Hong Kong’s top court has heard an appeal against the decision which bars transgender people from changing the sex indicated on their identity cards if they have not undergone full sex reassignment surgery (SRS).
Five judges from the Court of Final Appeal – Chief Justice Andrew Cheung, Permanent Judges Roberto Ribeiro, Joseph Fok and Johnson Lam, and Non-Permanent Judge Lord Jonathan Sumption – heard the case of Q and Henry Edward Tse against the Commissioner of Registration.

Both Q and Tse are transgender men whose British passports state their sex as male.
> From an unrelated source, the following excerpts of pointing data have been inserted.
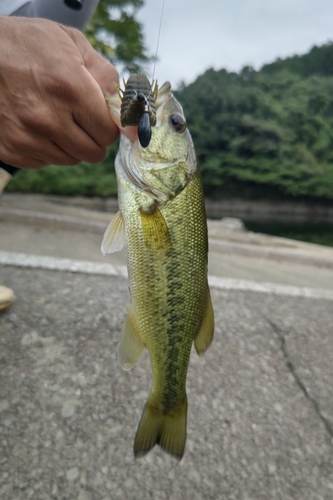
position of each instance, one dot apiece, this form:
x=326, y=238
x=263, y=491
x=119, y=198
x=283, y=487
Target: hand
x=52, y=107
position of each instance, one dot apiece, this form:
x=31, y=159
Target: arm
x=52, y=107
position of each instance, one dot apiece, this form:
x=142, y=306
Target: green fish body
x=162, y=220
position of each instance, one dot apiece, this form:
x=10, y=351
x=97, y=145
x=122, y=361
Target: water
x=319, y=233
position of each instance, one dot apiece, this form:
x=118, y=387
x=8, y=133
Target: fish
x=162, y=223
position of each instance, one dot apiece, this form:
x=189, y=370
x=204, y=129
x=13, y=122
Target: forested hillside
x=257, y=134
x=266, y=133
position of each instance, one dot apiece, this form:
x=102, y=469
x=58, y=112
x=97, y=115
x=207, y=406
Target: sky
x=201, y=34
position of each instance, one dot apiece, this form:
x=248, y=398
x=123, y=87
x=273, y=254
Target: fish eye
x=177, y=122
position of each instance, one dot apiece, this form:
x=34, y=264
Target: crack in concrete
x=292, y=369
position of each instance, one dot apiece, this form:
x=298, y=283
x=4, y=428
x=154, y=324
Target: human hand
x=52, y=105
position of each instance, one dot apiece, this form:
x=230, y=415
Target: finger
x=31, y=151
x=91, y=112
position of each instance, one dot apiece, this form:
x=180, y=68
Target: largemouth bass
x=162, y=221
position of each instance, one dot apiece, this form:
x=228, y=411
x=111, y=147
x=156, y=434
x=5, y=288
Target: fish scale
x=163, y=217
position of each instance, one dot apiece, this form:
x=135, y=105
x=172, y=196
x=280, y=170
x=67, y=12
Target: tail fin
x=168, y=431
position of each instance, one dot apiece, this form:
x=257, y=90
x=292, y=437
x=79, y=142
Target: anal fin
x=131, y=347
x=114, y=236
x=205, y=335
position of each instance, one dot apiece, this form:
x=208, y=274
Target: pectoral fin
x=114, y=236
x=205, y=336
x=131, y=347
x=155, y=231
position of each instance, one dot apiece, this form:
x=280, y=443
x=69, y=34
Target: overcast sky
x=200, y=34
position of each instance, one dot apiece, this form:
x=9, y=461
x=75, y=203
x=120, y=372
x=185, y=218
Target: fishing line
x=158, y=40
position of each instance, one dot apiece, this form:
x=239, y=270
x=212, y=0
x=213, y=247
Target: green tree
x=115, y=33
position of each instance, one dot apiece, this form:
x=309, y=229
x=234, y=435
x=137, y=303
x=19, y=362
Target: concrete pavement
x=260, y=422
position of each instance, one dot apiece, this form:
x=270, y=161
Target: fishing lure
x=138, y=105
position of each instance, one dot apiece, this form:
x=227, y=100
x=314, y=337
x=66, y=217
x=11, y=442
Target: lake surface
x=319, y=233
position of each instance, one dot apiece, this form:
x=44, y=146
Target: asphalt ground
x=260, y=418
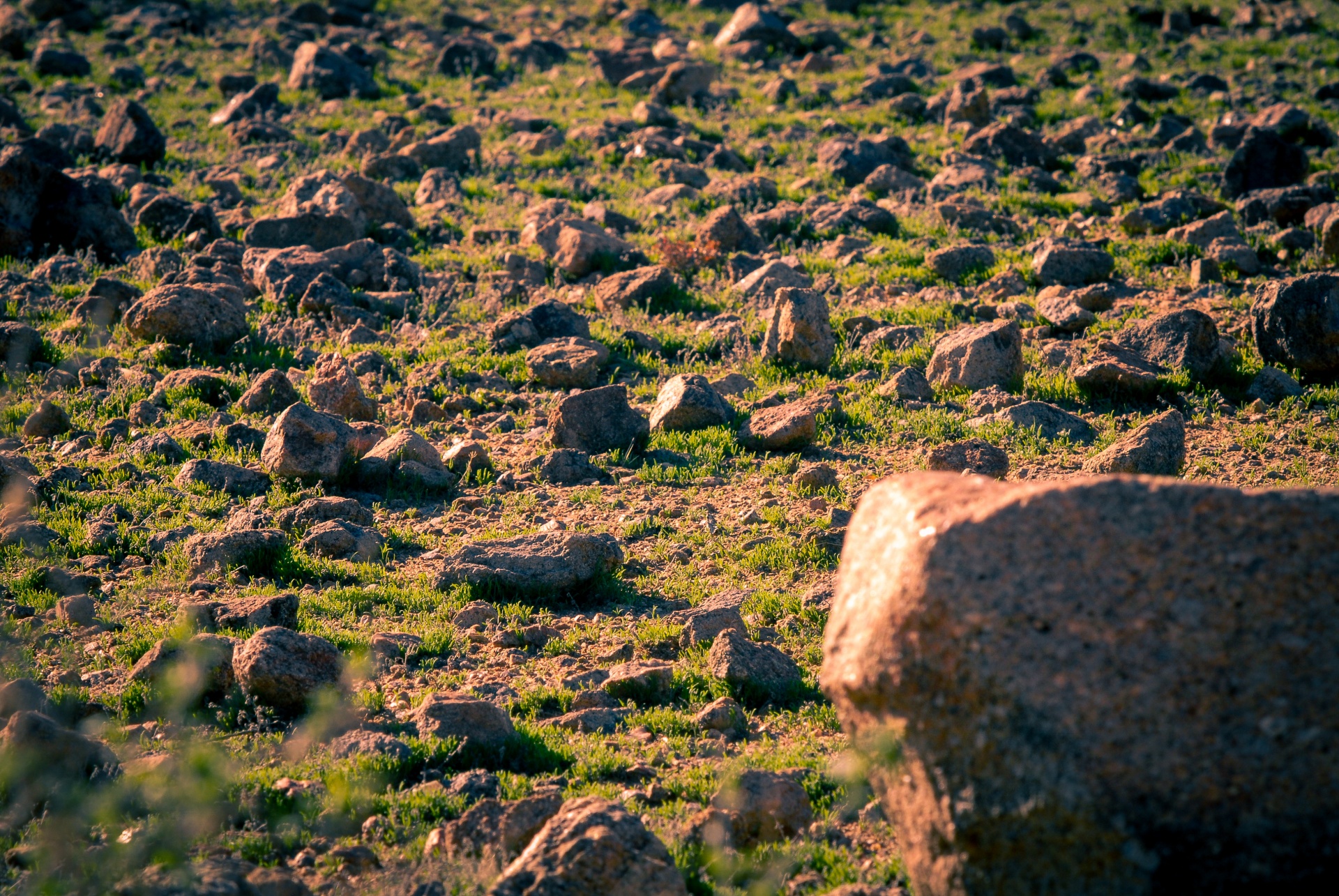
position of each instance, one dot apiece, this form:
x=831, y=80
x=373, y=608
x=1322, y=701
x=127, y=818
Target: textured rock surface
x=1112, y=648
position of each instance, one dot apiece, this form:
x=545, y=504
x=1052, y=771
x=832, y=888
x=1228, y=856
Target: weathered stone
x=800, y=330
x=976, y=456
x=1186, y=339
x=308, y=445
x=592, y=845
x=462, y=717
x=749, y=667
x=129, y=135
x=688, y=402
x=559, y=561
x=343, y=541
x=596, y=421
x=768, y=807
x=212, y=317
x=1295, y=323
x=285, y=669
x=269, y=393
x=978, y=356
x=569, y=362
x=1097, y=738
x=1155, y=448
x=787, y=427
x=216, y=552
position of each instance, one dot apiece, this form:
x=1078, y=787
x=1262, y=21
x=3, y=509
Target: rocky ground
x=429, y=436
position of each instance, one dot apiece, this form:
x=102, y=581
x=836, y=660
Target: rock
x=1119, y=727
x=955, y=263
x=23, y=694
x=722, y=714
x=753, y=22
x=209, y=657
x=637, y=287
x=1071, y=263
x=285, y=670
x=710, y=618
x=550, y=319
x=462, y=717
x=330, y=73
x=642, y=681
x=1155, y=448
x=768, y=807
x=216, y=552
x=750, y=669
x=688, y=402
x=46, y=420
x=343, y=540
x=907, y=385
x=335, y=388
x=976, y=456
x=1271, y=386
x=1263, y=161
x=211, y=317
x=729, y=231
x=545, y=561
x=308, y=445
x=1186, y=339
x=592, y=845
x=1013, y=145
x=407, y=457
x=1049, y=421
x=129, y=135
x=374, y=743
x=1113, y=367
x=988, y=354
x=787, y=427
x=314, y=510
x=474, y=614
x=800, y=331
x=494, y=829
x=598, y=420
x=269, y=393
x=567, y=466
x=1295, y=323
x=568, y=362
x=222, y=477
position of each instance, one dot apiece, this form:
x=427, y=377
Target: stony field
x=429, y=437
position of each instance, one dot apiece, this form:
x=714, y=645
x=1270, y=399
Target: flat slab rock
x=541, y=561
x=1116, y=648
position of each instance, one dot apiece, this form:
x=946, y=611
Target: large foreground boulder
x=557, y=561
x=1128, y=676
x=592, y=845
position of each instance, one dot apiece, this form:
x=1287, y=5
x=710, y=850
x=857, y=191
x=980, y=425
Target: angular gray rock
x=460, y=715
x=1155, y=448
x=1031, y=603
x=592, y=845
x=749, y=667
x=307, y=445
x=568, y=362
x=978, y=456
x=1295, y=323
x=978, y=356
x=1179, y=339
x=211, y=315
x=222, y=477
x=216, y=552
x=596, y=421
x=285, y=669
x=545, y=561
x=800, y=330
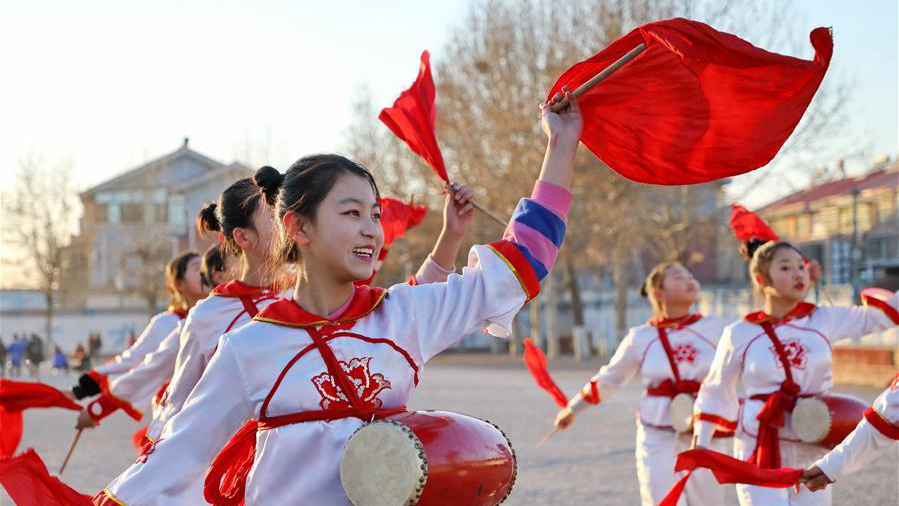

However, a Court of Appeal decision from January last year affirmed the Hong Kong government policy that they could not change the sex on their identity cards unless they had full SRS.
The procedure includes the removal of the uterus and ovaries, and the construction of a penis or āsome form of a penis.ā
The appellants argued that the policy would be in violation of the Hong Kong Bill of Rights.
King’s Counsel Lord David Pannick, representing Q and Tse, argued on Wednesday that denying the appellants identification cards which stated their sex as male “inevitably” caused them “humiliation, loss of dignity and distress.”
The appellants would have to disclose the “most intimate aspect” of their life, which was their transgender status, when their identity cards showing a female sex entry were checked in daily scenarios, said Pannick.
The policy also meant that the only way Q and Tse could avoid such discomfort was to undergo invasive surgery which was not medically necessary, the king’s counsel argued, adding that the government had failed to present “any adequate justification” for the policy, which posed a disproportionate limit to the appellants’ rights.
Government’s justifications
The government, represented by King’s Counsel Monica Carss-Frisk, presented three reasons why the policy was “reasonably necessary.”

Carss-Frisk argued that a system of medical certification, such as that used in the UK, which was cited by the appellants, would result in “arbitrariness and inconsistency” as certification would depend on the judgement of medical professionals as to whether transition had occurred.
However, Pannick said that while the government claimed that a full SRS was the only workable objective and verifiable criteria, the argument was “simply inconsistent” with other countries experiences, where transgender individuals were recognised without the SRS requirement.
The government’s team also argued that there were “undoubtedly many areas of daily life” where gender matters, and that real difficulties would arise if there was “a lack of congruence” between the physical appearances of the transgender individual and their identity card entry.
Full SRS was required to avoid practical difficulties in situations such as allocating gendered prisons and hospital wards, Carss-Frisk said.
The appellants’ team said in turn that the supposed difficulties had not stopped many countries from adopting measures which would not require full SRS, and that the scenarios in question would still arise regardless of what gender was stated on the transgender individuals’ identity cards.

The policy was also to make sure of the irreversibility of the transition, the commissioner’s representative argued. Hormonal and psychiatric treatments prior to SRS were reversible, Carss-Frisk said, and in cases of transgender male, fertility might be restored if hormonal treatments were stopped, and could result in pregnancy.
The risk did not prevent the European court, international bodies, or other countries from recognising a transgender person, argued Pannick, as they “correctly recognise that the risk is a very remote one.”
There were also other ways to address the risk, said the appellants’ counsel. The government could require the applicant to continue hormonal treatment, and have a panel of experts appointed by the government to assess the situation.
Following the submissions from both sides, the judges reserved the ruling to a later date.